Harvard Management Co. said the endowment's performance in its latest fiscal year was driven mostly by its investments in emerging markets, international stocks, and US equities. Its emerging markets portfolio, the best single performer, surged 44 percent.

Harvard's asset-allocation targets have been adjusted only slightly for the new year. About 45 percent of the endowment's money is targeted for stocks but only 9 percent is allocated for fixed income investments. So-called "real assets," including commodities, real estate, and inflation-indexed bonds, account for a third of the pie, and special situation or "absolute return" funds are allocated another 18 percent. Harvard borrows an amount equal to about 5 percent of its assets to make all those investments.
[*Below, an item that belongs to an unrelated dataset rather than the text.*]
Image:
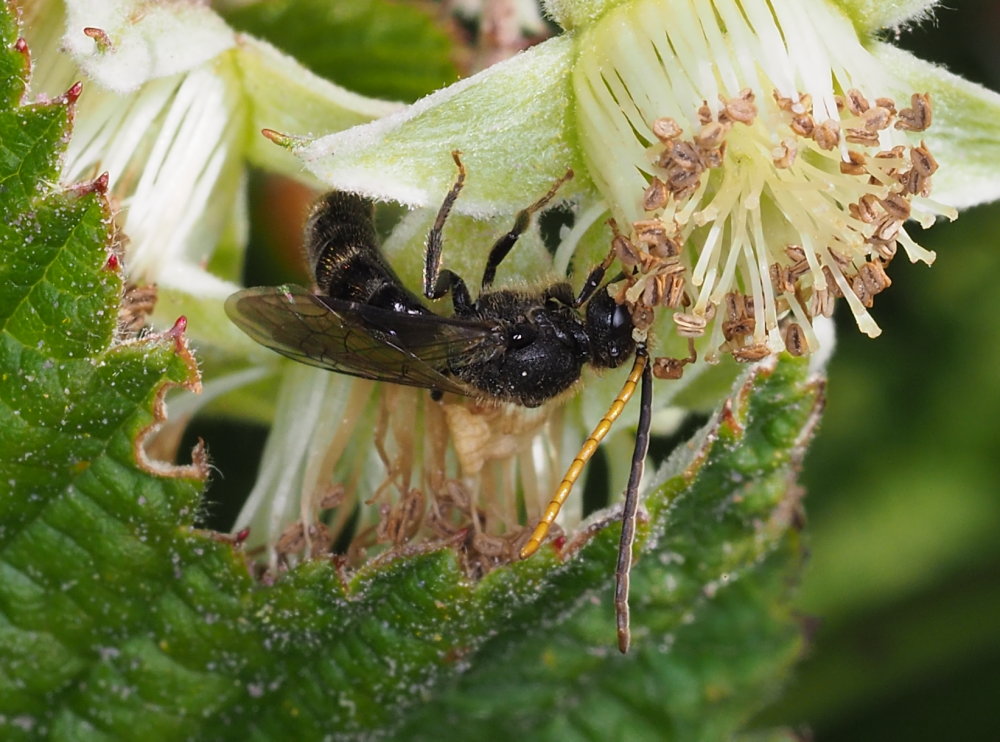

The 2007 fiscal year was Harvard Management's first full year under its president, Mohamed El-Erian, who joined the university's investment arm early in 2006. He succeeded former president Jack Meyer, who left to start his own hedge fund and took many of Harvard Management's best-known and highest paid portfolio managers with him.

Meyer and his managers had become controversial in some Harvard circles because a compensation system designed to reward superior performance was paying a few people as much as $18 million a year. Several highly paid portfolio managers left to run their own firms, including Larson, and counted the university as their first clients before Meyer and Harvard Management's key bond managers resigned.

When he arrived, El-Erian said he would not abolish Harvard Management's performance-oriented compensation plan, but top salaries for the 2006 fiscal year paled in comparison to earlier periods. A report on the highest paid managers for the 2007 fiscal year will be issued near the end of the year.